MEDIA RELEASE – For immediate release

Offenders clean up their acts in award-winning Georges River project

Community-based offenders have spearheaded $1 million worth of free labour spent restoring the Georges River in the past year, in a project that has just won an environmental protection award.

Georges River Combined Councils’ Committee (GRCCC) and Corrective Services NSW (CSNSW) have won Keep Australia Beautiful’s 2013 Clean Beaches Award for the Sydney/Illawarra region for their partnership in the Georges Riverkeeper Program.

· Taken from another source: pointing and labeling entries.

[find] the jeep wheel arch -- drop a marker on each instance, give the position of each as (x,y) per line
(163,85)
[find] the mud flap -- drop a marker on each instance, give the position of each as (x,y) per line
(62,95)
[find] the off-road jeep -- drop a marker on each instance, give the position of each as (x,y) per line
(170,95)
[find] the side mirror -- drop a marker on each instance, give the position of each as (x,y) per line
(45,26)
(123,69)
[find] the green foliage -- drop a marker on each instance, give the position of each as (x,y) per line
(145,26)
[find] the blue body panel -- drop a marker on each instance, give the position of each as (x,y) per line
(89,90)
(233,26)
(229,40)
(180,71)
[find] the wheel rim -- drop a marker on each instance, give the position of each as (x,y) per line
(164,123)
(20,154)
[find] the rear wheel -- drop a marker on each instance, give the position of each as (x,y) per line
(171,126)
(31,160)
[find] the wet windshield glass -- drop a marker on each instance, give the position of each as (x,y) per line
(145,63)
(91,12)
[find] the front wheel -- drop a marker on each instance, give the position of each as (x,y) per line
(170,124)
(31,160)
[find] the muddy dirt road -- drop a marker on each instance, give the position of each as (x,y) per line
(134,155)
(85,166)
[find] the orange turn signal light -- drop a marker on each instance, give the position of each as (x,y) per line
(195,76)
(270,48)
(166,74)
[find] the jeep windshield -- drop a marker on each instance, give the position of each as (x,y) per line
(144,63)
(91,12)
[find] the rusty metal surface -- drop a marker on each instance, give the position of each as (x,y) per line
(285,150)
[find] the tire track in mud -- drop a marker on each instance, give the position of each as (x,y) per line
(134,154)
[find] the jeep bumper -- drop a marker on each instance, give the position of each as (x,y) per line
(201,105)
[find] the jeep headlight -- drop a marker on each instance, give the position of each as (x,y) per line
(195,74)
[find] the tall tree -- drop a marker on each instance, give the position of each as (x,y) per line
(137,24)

The Environmental Protection award, announced on Friday (13 December), recognised outstanding achievement in the protection of natural environment, flora, fauna and biodiversity. The Riverkeeper Program was also highly commended in the Regional Community Partnerships category.

The program currently involves rubbish removal at 130 sites and bush regeneration at 10 sites along the Georges River and its creeks.

It is jointly managed by the GRCCC and funded by its nine member councils.

Most of the free labour is performed by community-based offenders under the close supervision of CSNSW’ Fairfield Community Corrections office. Community volunteers perform the rest of the work.

GRCCC Chairperson Naji Peter Najjar acknowledged the value of free offender and volunteer work through the program in 2012-13. This work saw almost 104 tonnes of rubbish removed. Bush regeneration work such as weed removal and native plantings took place over a combined area of almost two hectares.

“This is $1 million worth of work and the benefits achieved by the program can be felt through all Georges River Councils and communities,’’ said Cr Najjar.

“We look forward to an ongoing partnership with mutually beneficial outcomes that help to protect the Georges River.”

CSNSW’ Community Corrections Assistant Commissioner Rosemary Caruana said offenders serving community-based orders for crimes such as drink driving, unlicensed driving and fraud had given significant free labour to the project.

“Community partnerships like this are extremely valuable because they supply work for community-based offenders, allowing them to repay their debts to society and giving free labour to the organisations and causes that need it most,’’ said Ms Caruana.

“We’re very pleased Keep Australia Beautiful has recognised the value of this work to the community, which can enjoy cleaner recreation areas and a better-preserved natural environment as a result.’’

CSNSW joined the Riverkeeper Program 10 years ago. In 2011, the program won two State and three Regional Clean Beaches Awards from Keep Australia Beautiful.